Number Ones: #148


  • Week Ending 31st December 1988
  • 3 Weeks At #1

Yes, I succumbed. Despite having zero interest in Neighbours, and still not being able to watch television of any kind due to my condition, somehow Kylie & Jason managed to squeeze themselves into the No.1 spot on my own chart, right at the very end of 1988.

Early Stock/Aitken/Waterman (1984-1986) had often been to my tastes; the Hi-NRG stylings of Hazell Dean and Dead Or Alive in particular. SAW had already scored a trio of #1s on my Top 40 in 1985 with the latter’s You Spin Me Round and Lover Come Back To Me, followed later that year with the sublime debut by Princesss, Say I’m Your Number One. They almost repeated the trick with Mel & Kim, whose third single – the title cut from F.L.M. – made #2, while the funky Roadblock – released under their own name, amid some mystery white-label wind-ups – came equally close to the summit.
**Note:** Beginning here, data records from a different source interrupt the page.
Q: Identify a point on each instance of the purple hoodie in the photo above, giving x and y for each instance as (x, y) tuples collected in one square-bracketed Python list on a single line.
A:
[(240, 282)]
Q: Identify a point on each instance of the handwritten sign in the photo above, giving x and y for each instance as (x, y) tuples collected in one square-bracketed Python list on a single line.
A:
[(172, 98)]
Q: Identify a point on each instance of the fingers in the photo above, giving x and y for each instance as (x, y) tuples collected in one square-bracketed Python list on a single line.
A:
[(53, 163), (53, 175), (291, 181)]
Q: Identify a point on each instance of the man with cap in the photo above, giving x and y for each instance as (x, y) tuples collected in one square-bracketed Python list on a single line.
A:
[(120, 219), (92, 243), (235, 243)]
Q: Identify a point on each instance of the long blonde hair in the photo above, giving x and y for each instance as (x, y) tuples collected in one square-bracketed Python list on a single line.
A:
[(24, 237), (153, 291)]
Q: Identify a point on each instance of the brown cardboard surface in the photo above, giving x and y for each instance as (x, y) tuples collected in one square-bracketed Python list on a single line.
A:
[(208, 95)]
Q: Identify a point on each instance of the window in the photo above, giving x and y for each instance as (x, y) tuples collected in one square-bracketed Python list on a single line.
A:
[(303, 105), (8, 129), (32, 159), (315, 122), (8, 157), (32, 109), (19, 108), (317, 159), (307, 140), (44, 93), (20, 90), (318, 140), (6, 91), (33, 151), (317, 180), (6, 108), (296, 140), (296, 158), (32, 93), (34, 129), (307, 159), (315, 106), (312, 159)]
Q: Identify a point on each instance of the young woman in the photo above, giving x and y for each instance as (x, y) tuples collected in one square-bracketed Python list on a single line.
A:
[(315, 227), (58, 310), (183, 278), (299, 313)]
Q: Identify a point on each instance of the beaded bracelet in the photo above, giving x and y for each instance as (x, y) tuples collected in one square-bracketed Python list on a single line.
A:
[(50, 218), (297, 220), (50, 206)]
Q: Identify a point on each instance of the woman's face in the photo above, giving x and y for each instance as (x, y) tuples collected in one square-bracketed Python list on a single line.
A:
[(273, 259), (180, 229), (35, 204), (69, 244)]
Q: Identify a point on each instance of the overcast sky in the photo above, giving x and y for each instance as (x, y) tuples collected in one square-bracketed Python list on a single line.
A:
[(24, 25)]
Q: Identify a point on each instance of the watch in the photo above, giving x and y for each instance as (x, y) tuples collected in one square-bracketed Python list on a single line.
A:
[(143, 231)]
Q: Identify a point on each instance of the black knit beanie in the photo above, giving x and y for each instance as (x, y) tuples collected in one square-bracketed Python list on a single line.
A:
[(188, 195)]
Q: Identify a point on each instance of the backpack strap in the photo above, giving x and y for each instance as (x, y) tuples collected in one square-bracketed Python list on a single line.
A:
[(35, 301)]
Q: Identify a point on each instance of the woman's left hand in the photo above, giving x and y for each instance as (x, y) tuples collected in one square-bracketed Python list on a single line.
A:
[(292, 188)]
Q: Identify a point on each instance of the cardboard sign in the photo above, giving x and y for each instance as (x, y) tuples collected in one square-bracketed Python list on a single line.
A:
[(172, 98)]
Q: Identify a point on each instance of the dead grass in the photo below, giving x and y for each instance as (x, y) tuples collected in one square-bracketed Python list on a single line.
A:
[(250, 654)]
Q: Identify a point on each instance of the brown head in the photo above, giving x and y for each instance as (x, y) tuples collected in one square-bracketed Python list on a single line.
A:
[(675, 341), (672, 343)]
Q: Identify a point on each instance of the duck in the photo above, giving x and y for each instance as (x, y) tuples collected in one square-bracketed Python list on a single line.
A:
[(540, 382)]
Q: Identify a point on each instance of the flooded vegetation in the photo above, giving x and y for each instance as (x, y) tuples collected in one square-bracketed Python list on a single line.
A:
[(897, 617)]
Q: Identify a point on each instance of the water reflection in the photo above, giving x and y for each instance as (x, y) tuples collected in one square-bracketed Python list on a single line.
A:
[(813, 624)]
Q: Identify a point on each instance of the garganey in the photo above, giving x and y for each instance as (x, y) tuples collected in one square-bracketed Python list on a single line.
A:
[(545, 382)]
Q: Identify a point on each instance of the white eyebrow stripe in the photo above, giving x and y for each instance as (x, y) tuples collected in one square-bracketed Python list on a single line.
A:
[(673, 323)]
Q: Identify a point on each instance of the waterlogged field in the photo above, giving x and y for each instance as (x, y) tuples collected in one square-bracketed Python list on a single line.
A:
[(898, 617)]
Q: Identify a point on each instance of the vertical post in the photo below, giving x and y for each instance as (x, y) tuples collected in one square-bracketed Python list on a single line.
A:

That same summer, however, brought the first signs that Mike, Matt and Pete were taking their sound (and their choice of artists) into places I was less enthused by. Sinitta’s Toy Boy, Bananarama’s Love In The First Degree and Never Gonna Give You Up by their latest discovery Rick Astley were all monster hits, but I couldn’t stand them. The first is no surprise of course, but I’d liked the ‘Rams collaboration with SAW on the True Confessions album as well as the lead single from 1987’s Wow, the more subtle pop of I Heard A Rumour. As for Rick, my absolute bafflement at the enormous success of his debut single was only multiplied when the Americans went gaga for him/it as well. Strange times indeed!

And then along came Kylie. We can look back now and say, oh I Should Be So Lucky is something of an 80s classic, but at the time I wasn’t having any of it. Her second and third singles were greeted with the same reaction. In a world of I’m Not Scared, why on earth would you want Got To Be Certain or a pointless cover of The Locomotion? COME ON PEOPLE, PULL YOURSELVES TOGETHER!
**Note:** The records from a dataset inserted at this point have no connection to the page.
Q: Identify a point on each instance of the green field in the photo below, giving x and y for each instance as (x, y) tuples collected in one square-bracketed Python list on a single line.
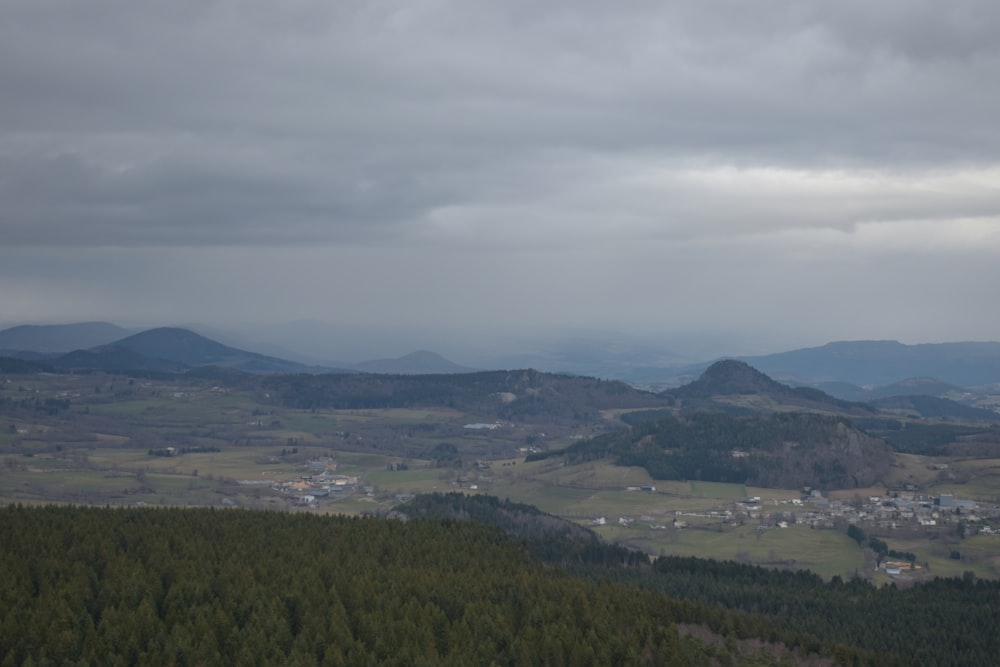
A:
[(98, 452)]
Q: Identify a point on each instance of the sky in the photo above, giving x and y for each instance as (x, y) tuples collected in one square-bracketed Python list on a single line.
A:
[(744, 177)]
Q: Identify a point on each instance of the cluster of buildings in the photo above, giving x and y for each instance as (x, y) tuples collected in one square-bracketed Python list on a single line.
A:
[(895, 511), (320, 481)]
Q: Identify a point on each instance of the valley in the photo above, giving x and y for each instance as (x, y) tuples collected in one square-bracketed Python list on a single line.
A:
[(107, 439)]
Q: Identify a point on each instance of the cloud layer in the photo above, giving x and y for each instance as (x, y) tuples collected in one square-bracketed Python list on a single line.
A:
[(798, 171)]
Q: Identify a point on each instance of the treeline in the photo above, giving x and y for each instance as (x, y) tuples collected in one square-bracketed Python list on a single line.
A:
[(90, 586), (209, 587), (776, 450), (942, 622), (520, 395)]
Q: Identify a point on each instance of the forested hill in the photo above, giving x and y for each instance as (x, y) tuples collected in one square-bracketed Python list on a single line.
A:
[(785, 450), (520, 395), (549, 538), (729, 378)]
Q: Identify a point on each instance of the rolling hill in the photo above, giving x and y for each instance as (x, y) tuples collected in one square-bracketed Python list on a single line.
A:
[(59, 338)]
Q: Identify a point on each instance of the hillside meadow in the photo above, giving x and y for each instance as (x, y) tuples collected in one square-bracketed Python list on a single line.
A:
[(87, 439)]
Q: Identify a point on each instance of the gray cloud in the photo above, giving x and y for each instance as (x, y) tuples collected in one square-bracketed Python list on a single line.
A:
[(572, 161)]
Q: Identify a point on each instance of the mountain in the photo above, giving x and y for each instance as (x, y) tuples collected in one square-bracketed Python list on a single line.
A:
[(883, 362), (115, 359), (59, 338), (183, 346), (416, 363), (777, 450), (934, 407), (732, 378)]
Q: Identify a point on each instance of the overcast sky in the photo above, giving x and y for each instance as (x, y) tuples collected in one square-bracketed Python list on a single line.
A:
[(775, 173)]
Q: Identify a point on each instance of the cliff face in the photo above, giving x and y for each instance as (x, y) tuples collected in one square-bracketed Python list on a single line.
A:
[(831, 456)]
But 1988 pop was like that in general. A bit bonkers. A bit crap. But sometimes unexpectedly brilliant. That’s not to say Especially For You was especially brilliant, but it was rather unexpectedly decent. The seeds of my change of heart towards Kylie Minogue (or the music that SAW were creating for her) went back to the release of her debut album in the summer of 1988. In amongst the hits and a handful of other tracks cut from the same cloth, lurked some more interesting moments; Turn It Into Love was a minor-key stomper, more akin to the Hi-NRG style of earlier SAW, while Je Ne Sais Pas Pourquoi showed a quite brazen nod to ABBA. Look My Way, with its convincing approximation (and appropriation) of US R&B flavours, was another indication that perhaps SAW hadn’t totally turned their back on what they used to do so well.

By the end of the year, the Kylie juggernaut (and SAW themselves) were at the epicentre of the pop culture universe. Her onscreen character in Neighbours was getting married, to the good-looking chap played by Jason Donovan (who had recently made inroads of his own on the UK Top 5 with SAW’s Nothing Can Divide Us). It was (so I believe) the televisual event of that winter; even the painful ballad sung at the wedding by a bloke called Angry Anderson hit No.3.
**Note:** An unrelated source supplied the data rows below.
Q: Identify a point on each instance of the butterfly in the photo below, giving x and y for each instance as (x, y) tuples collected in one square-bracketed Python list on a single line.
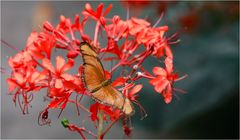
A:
[(94, 80)]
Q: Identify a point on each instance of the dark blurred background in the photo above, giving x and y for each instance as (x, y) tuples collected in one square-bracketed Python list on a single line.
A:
[(208, 53)]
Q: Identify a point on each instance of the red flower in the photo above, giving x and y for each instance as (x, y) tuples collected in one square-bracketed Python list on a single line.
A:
[(60, 98), (164, 81), (98, 13), (59, 72)]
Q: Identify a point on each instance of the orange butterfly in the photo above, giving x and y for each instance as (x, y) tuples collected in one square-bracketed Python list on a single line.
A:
[(94, 80)]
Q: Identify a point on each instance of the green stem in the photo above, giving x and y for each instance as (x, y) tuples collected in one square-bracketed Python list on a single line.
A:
[(100, 124)]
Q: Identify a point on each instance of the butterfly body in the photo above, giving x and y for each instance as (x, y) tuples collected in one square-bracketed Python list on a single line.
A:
[(94, 80)]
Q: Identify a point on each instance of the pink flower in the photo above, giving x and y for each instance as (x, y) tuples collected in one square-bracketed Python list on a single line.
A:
[(59, 71), (164, 80)]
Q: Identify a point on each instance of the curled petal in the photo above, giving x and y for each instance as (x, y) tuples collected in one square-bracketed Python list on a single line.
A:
[(168, 94), (67, 77), (58, 83), (107, 10), (99, 10), (19, 77), (169, 65), (118, 82), (161, 86), (12, 84), (159, 71), (168, 52), (68, 65), (47, 64), (60, 62), (135, 89), (33, 36)]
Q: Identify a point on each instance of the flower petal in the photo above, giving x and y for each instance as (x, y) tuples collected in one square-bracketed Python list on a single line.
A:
[(67, 77), (68, 65), (60, 62), (161, 86), (169, 65), (47, 64), (159, 71), (12, 84), (168, 94), (58, 83), (19, 77), (135, 89)]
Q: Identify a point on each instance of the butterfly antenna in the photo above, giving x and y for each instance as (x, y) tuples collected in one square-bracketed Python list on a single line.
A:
[(142, 110), (10, 46), (111, 70)]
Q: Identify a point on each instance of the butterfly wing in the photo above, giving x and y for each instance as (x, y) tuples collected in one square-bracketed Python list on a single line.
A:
[(109, 95), (93, 76)]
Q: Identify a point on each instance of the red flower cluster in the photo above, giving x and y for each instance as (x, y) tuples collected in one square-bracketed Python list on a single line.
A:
[(32, 68)]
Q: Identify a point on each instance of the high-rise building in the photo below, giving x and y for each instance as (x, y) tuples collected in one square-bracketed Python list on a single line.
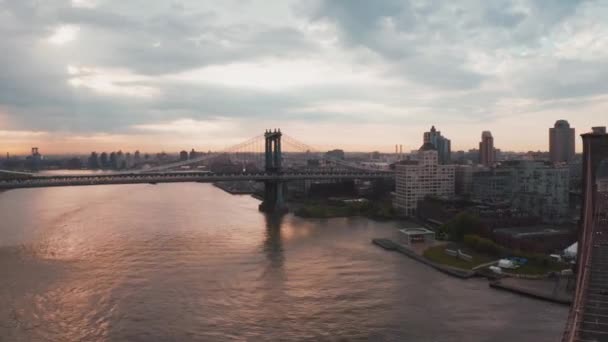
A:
[(487, 153), (441, 144), (424, 177), (535, 187), (561, 142)]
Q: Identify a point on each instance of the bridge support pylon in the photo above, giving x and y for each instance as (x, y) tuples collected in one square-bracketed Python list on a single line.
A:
[(274, 190)]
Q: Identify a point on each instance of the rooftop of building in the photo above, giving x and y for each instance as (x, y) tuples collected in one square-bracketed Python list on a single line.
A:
[(531, 231), (427, 147), (416, 231)]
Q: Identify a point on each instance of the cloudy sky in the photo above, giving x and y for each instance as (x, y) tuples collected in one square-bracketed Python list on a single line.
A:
[(82, 75)]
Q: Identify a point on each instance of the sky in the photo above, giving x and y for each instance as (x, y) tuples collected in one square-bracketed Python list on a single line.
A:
[(94, 75)]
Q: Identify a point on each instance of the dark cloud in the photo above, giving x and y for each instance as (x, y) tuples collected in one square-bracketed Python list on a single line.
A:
[(464, 57)]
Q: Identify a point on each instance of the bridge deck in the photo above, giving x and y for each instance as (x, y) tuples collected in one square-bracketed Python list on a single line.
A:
[(172, 177), (594, 322)]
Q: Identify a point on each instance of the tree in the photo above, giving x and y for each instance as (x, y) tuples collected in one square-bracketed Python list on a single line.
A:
[(461, 225), (93, 161)]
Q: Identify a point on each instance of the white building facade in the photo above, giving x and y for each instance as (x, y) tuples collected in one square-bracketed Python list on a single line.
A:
[(425, 177)]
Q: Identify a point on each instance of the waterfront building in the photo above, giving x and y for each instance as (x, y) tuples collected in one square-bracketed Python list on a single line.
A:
[(335, 154), (561, 142), (538, 188), (487, 153), (424, 177), (183, 156), (441, 144), (464, 178)]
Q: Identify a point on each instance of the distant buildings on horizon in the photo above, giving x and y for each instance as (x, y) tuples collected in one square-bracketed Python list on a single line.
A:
[(538, 183)]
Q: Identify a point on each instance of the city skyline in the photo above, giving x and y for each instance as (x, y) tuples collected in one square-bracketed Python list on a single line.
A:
[(99, 75)]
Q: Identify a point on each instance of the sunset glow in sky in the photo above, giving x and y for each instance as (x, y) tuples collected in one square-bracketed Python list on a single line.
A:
[(86, 75)]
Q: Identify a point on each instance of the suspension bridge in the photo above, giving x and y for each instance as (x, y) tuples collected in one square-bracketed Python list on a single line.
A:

What better moment for SAW to put TV’s golden couple together on record! I’m surprised Smash Hits didn’t combust with the excitement of it all. And, importantly, what better moment for SAW to come up with their finest offering in ages. Okay, so Jason had yet to fully acquaint himself with being in tune, but the result was endearing enough and the format of the song meant it didn’t really matter. This was pure pop. A little sappy, shamelessly manipulative, but somehow celebratory.

Of course, this being the Christmas charts in Britain, no amount of planning could legislate for the Mistletoe & Wine shaped curveball which temporarily prevented our Neighbourly icons from scoring the actual UK Xmas chart-topper as it had been written in the stars (or by Pete Waterman, though there’s little difference. He invented the stars, you know…). Yes, it was peace and goodwill to all men, even those named Cliff Richard, as Especially For You patiently waited its turn for 4 weeks, ringing in the New Year by toppling the King Of Christmas himself.

So, rather oddly, even with Pet Shop Boys and Bros initially keeping it at bay on my own chart, it was still a #1 for me before the rest of the country.